Personal information
- Nationality: Spanish

Sport
- Country: Spain
- Sport: Sailing

= Carolina López (sailor) =

Spanish adaptive sailor

Carolina López Rodríguez is a Spanish adaptive sailor who has represented Spain at the 2012 Summer Paralympics where she came away with a Paralympic diploma.

== Personal ==
López is a tetraplegic as a result of an accident and only has functionality from the chest up. In March 2011, she was part of a delegation who went to the Zarzuela Palace and were received by Felipe de Marichalar y Borbón and Letizia, Princess of Asturias. It was part of a wider program aimed at integration of people with disabilities in Spanish society through sports. In 2012, she was a 36-year graduate student in business.

== Sailing ==
Following her accident, López met people associated with Fundación También who encouraged her to try a number of sports including cycling, skiing and sailing. Fernando Alvarez Ortiz de Urbina was the one who encouraged her to take up the sport of sailing more seriously. The pair were not confident they would qualify for London but decided to take part in qualifying tests anyway and were pleasantly surprised to qualify for the Games.

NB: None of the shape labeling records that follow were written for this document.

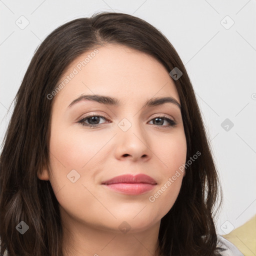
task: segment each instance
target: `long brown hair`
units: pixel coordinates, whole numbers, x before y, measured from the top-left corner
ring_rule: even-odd
[[[217,172],[195,94],[185,68],[168,39],[147,22],[116,12],[95,14],[58,28],[36,52],[15,98],[15,106],[0,158],[0,256],[62,255],[58,202],[48,180],[37,172],[48,163],[52,101],[47,96],[70,64],[88,50],[119,44],[145,52],[168,72],[178,68],[174,80],[182,106],[187,142],[187,161],[201,155],[186,170],[177,200],[162,220],[161,255],[218,255],[214,210],[220,194]],[[24,221],[24,234],[16,226]]]

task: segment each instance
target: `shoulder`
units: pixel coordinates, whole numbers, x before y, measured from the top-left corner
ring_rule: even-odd
[[[244,256],[232,242],[220,235],[218,235],[217,247],[222,256]]]

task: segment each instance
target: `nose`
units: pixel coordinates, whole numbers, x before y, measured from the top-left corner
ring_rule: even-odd
[[[122,124],[124,124],[124,126],[122,126]],[[118,134],[115,136],[116,157],[120,160],[129,158],[133,162],[140,159],[147,161],[151,158],[152,154],[148,135],[143,130],[142,125],[135,122],[130,124],[128,130],[127,126],[129,124],[126,120],[119,124]],[[126,128],[123,129],[122,127],[126,126]]]

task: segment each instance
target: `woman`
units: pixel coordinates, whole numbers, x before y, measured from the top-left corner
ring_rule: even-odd
[[[138,18],[98,14],[46,38],[0,172],[1,256],[242,255],[216,233],[218,174],[184,66]]]

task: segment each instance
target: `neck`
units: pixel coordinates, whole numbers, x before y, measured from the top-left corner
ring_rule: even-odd
[[[146,230],[126,233],[74,219],[62,224],[63,256],[158,256],[160,221]]]

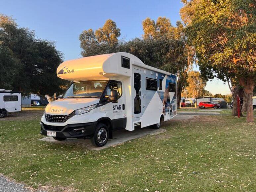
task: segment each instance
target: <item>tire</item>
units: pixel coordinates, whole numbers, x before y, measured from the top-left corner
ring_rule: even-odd
[[[3,110],[0,110],[0,118],[4,118],[6,117],[7,113]]]
[[[159,122],[156,124],[151,125],[150,127],[155,129],[159,129],[160,128],[160,127],[161,127],[161,125],[162,125],[163,122],[164,118],[162,116],[161,116],[161,117],[160,118],[160,120],[159,121]]]
[[[99,123],[96,126],[93,136],[91,138],[91,141],[95,147],[100,147],[106,145],[109,136],[108,126],[104,124]]]
[[[67,138],[65,138],[65,137],[52,137],[57,141],[64,141],[67,139]]]

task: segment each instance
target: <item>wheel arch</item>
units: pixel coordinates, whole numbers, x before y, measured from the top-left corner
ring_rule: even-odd
[[[4,108],[2,109],[0,108],[0,110],[3,111],[4,112],[5,112],[5,113],[8,113],[8,112],[7,111],[7,110]]]
[[[96,126],[98,123],[102,123],[106,125],[108,128],[108,131],[109,133],[110,139],[112,139],[113,135],[112,134],[112,122],[110,119],[108,117],[102,117],[99,119],[97,121],[97,123],[95,125]],[[94,128],[95,129],[95,128]]]

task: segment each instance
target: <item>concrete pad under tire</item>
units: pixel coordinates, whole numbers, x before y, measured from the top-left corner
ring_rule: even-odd
[[[69,145],[76,145],[79,146],[86,147],[91,150],[99,151],[110,147],[124,143],[134,139],[138,138],[149,134],[156,135],[165,132],[164,129],[154,129],[148,127],[144,128],[135,128],[132,131],[125,130],[118,130],[113,133],[113,139],[109,139],[106,144],[101,147],[95,147],[91,144],[89,139],[73,139],[68,138],[64,141],[57,141],[52,137],[47,137],[38,139],[39,141],[45,141],[56,143],[61,143]]]

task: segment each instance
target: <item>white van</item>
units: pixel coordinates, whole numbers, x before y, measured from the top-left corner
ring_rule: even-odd
[[[57,74],[73,83],[46,106],[40,132],[57,140],[90,138],[101,147],[114,130],[159,128],[177,114],[177,76],[129,53],[65,61]]]
[[[8,112],[21,111],[21,93],[0,89],[0,118],[6,117]]]

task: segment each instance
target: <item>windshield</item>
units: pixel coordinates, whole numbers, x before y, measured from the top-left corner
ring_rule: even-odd
[[[107,82],[107,80],[96,80],[73,83],[63,98],[99,97]]]

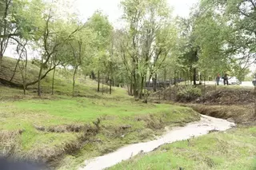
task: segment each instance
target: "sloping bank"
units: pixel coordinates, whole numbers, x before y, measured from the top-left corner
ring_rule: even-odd
[[[149,142],[138,143],[126,146],[118,151],[102,156],[99,156],[86,161],[86,166],[81,168],[81,170],[101,170],[106,168],[111,167],[118,163],[130,159],[138,153],[145,153],[158,148],[159,146],[173,143],[177,140],[187,140],[191,137],[199,136],[207,134],[211,131],[225,131],[234,126],[234,123],[226,120],[217,119],[207,116],[202,116],[201,121],[190,123],[184,127],[174,128],[169,130],[164,136],[157,140]],[[167,163],[167,162],[166,162]],[[151,163],[153,164],[153,163]],[[157,164],[157,162],[154,162]],[[115,169],[127,169],[127,163],[118,165]],[[143,166],[142,166],[143,167]],[[145,164],[145,167],[140,169],[149,169],[150,166]],[[162,169],[161,167],[154,169]],[[130,169],[139,169],[139,167],[130,167]],[[154,169],[151,168],[150,169]]]
[[[76,169],[84,160],[154,140],[166,126],[198,121],[191,109],[98,98],[1,101],[0,151],[8,157]]]
[[[256,127],[240,127],[165,144],[109,170],[256,169]]]

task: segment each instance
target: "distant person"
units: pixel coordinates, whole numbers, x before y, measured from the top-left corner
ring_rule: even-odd
[[[216,83],[217,83],[217,85],[219,85],[219,81],[221,79],[221,76],[219,73],[217,74],[217,77],[216,77]]]
[[[224,80],[224,85],[229,85],[229,78],[228,78],[228,74],[225,73],[224,77],[223,77],[223,80]]]

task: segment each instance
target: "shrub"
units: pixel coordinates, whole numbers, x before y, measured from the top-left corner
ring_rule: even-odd
[[[201,89],[198,87],[186,86],[183,89],[180,89],[177,93],[177,101],[191,101],[202,96]]]

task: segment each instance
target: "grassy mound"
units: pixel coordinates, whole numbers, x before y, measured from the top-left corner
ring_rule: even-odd
[[[164,145],[109,169],[254,170],[255,141],[255,127],[214,132]]]
[[[6,57],[6,59],[12,60]],[[4,63],[5,69],[12,61]],[[31,68],[29,77],[34,80],[38,68]],[[19,73],[15,73],[15,83],[21,82]],[[5,76],[9,80],[12,74]],[[101,85],[101,92],[97,93],[97,82],[80,73],[76,97],[71,97],[72,73],[60,69],[53,96],[51,76],[50,73],[42,80],[42,97],[36,96],[36,86],[30,87],[24,96],[22,89],[0,85],[2,155],[44,161],[58,169],[75,169],[84,160],[154,139],[165,126],[200,118],[189,108],[136,102],[121,88],[113,87],[109,95],[109,87]]]
[[[16,64],[16,59],[4,57],[0,69],[0,79],[6,81],[10,81],[12,79],[12,82],[22,85],[22,73],[18,66],[15,69]],[[27,82],[37,80],[39,73],[39,67],[38,65],[35,63],[33,64],[32,61],[28,61],[27,68]]]
[[[129,99],[63,97],[2,101],[0,149],[6,156],[46,162],[78,154],[82,161],[150,139],[166,125],[182,125],[198,119],[191,109],[140,104]],[[70,161],[69,165],[77,160]]]

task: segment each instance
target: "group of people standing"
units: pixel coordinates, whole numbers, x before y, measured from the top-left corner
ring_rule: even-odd
[[[228,78],[228,74],[225,73],[223,77],[222,77],[222,78],[223,79],[224,81],[224,85],[229,85],[229,78]],[[218,73],[217,77],[216,77],[216,83],[217,85],[219,85],[219,81],[221,81],[221,75],[220,73]]]

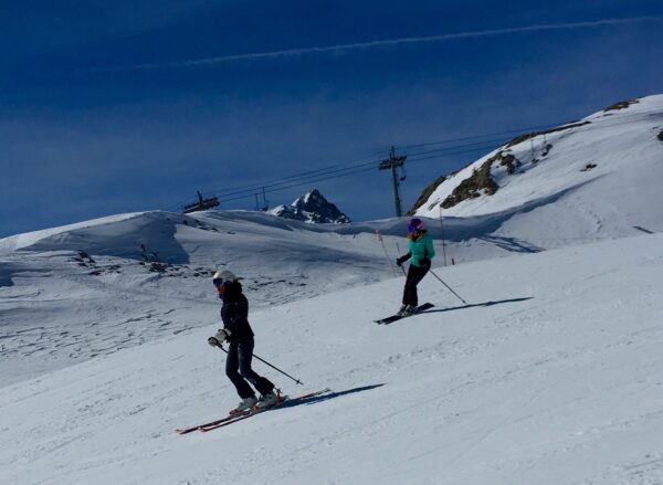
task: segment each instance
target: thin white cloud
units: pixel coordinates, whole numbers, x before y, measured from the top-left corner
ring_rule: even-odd
[[[340,54],[349,51],[361,51],[376,48],[392,48],[407,44],[419,44],[430,42],[445,42],[462,39],[473,39],[483,36],[497,36],[497,35],[509,35],[523,32],[539,32],[539,31],[552,31],[552,30],[572,30],[572,29],[592,29],[599,27],[611,27],[621,25],[628,23],[639,22],[652,22],[661,21],[663,17],[630,17],[622,19],[602,19],[587,22],[567,22],[567,23],[546,23],[546,24],[534,24],[526,27],[513,27],[505,29],[487,29],[469,32],[457,32],[442,35],[427,35],[427,36],[414,36],[414,38],[400,38],[400,39],[387,39],[381,41],[369,41],[369,42],[356,42],[351,44],[338,44],[327,45],[322,48],[298,48],[298,49],[286,49],[282,51],[270,51],[270,52],[255,52],[248,54],[230,54],[220,55],[217,57],[206,59],[193,59],[176,62],[166,63],[154,63],[154,64],[134,64],[114,67],[101,67],[94,70],[87,70],[86,72],[114,72],[114,71],[140,71],[140,70],[158,70],[158,68],[185,68],[185,67],[197,67],[213,64],[229,63],[233,61],[254,61],[254,60],[270,60],[280,57],[292,57],[303,54],[320,54],[320,53],[333,53]]]

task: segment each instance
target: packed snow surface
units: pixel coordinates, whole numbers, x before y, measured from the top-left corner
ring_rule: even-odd
[[[0,483],[663,484],[663,96],[582,122],[508,147],[498,191],[442,220],[495,154],[438,188],[435,306],[388,326],[406,219],[151,211],[0,240]],[[332,391],[178,435],[239,401],[207,345],[225,268],[256,355],[304,386],[254,368]]]
[[[204,434],[175,429],[238,402],[206,342],[218,303],[151,294],[150,318],[210,324],[4,387],[0,482],[663,481],[663,235],[435,273],[469,305],[429,275],[420,298],[435,307],[389,326],[372,319],[402,277],[253,310],[256,354],[304,386],[254,367],[288,394],[333,392]],[[78,310],[50,318],[64,331]]]

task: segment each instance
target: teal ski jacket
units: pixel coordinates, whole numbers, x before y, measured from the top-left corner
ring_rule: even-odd
[[[409,236],[408,238],[408,251],[409,253],[406,255],[403,261],[407,261],[409,257],[412,257],[410,264],[413,266],[422,267],[428,266],[425,261],[422,260],[432,260],[435,257],[435,250],[433,249],[433,239],[429,235],[425,230],[419,232],[419,236]]]

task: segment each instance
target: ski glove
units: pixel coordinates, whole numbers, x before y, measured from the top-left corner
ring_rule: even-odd
[[[220,330],[217,331],[217,335],[214,335],[214,338],[219,341],[229,340],[230,339],[230,330],[228,330],[225,328],[221,328]]]
[[[208,338],[208,344],[212,347],[217,347],[218,345],[223,344],[223,340],[228,340],[230,337],[230,330],[221,329],[217,330],[213,337]]]

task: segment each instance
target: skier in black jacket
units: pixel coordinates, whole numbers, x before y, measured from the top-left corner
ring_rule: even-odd
[[[214,273],[212,281],[219,293],[219,298],[223,299],[223,306],[221,307],[223,328],[218,330],[213,337],[210,337],[208,344],[217,346],[223,341],[229,342],[225,375],[242,399],[231,413],[254,407],[267,408],[273,405],[277,402],[274,384],[264,377],[259,376],[251,368],[254,344],[253,330],[249,325],[249,301],[242,293],[242,284],[228,270]],[[246,381],[251,382],[261,393],[260,399],[255,398],[255,392]]]

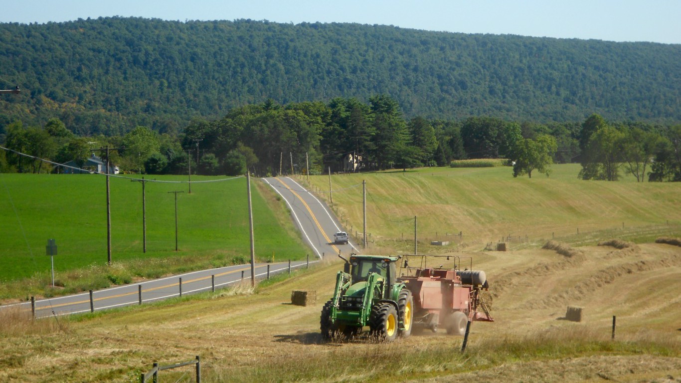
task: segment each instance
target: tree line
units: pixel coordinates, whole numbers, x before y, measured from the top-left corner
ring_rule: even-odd
[[[514,177],[550,174],[552,163],[580,162],[583,179],[681,181],[681,125],[609,123],[599,114],[583,122],[518,123],[496,117],[462,120],[405,118],[386,95],[334,98],[328,103],[281,105],[272,99],[235,108],[217,119],[194,119],[183,133],[137,126],[121,136],[81,136],[57,118],[43,126],[7,126],[7,148],[64,164],[84,164],[100,148],[126,172],[258,176],[445,166],[458,159],[505,158]],[[351,171],[355,171],[354,168]],[[59,166],[0,152],[3,172],[59,172]]]
[[[409,118],[681,121],[681,45],[384,25],[99,18],[0,23],[0,135],[57,117],[80,136],[175,134],[272,99],[367,103]]]

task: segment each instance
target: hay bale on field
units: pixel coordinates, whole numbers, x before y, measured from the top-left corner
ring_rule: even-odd
[[[315,290],[294,290],[291,292],[291,303],[296,306],[314,305],[317,302]]]
[[[655,240],[655,243],[666,243],[674,246],[681,246],[681,239],[661,236]]]
[[[558,242],[557,241],[549,241],[541,247],[542,249],[546,249],[548,250],[554,250],[556,253],[565,256],[568,258],[572,258],[575,256],[584,256],[584,254],[582,250],[577,250],[576,249],[573,249],[569,245]]]
[[[582,310],[583,307],[568,306],[565,313],[565,319],[571,322],[582,322]]]
[[[635,249],[638,247],[633,242],[627,242],[621,239],[610,239],[609,241],[602,241],[598,243],[599,246],[612,246],[616,249]]]

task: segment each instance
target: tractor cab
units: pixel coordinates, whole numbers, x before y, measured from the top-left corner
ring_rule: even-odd
[[[385,257],[350,257],[350,275],[353,282],[366,281],[371,273],[384,279],[395,280],[395,261]]]

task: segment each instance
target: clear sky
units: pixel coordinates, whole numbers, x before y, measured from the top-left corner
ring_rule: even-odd
[[[0,0],[0,22],[112,16],[358,22],[464,33],[681,44],[681,0]]]

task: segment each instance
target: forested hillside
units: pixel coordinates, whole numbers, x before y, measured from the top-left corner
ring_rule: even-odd
[[[405,117],[681,121],[681,45],[357,24],[106,18],[0,24],[0,134],[59,118],[76,134],[182,130],[268,99],[388,95]]]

López left for London from Madrid in late August. She competed in the Mixed Two Person SKUD18 event at the 2012 Summer Paralympics, where she did not medal. In two sessions, the pair finished in seventh place. The pair earned a Paralympic diploma. It was the best performance ever by Spanish sailors. In December 2012, they were recognised for their elite sportsmanship by the Union of Sports Federations Madrid.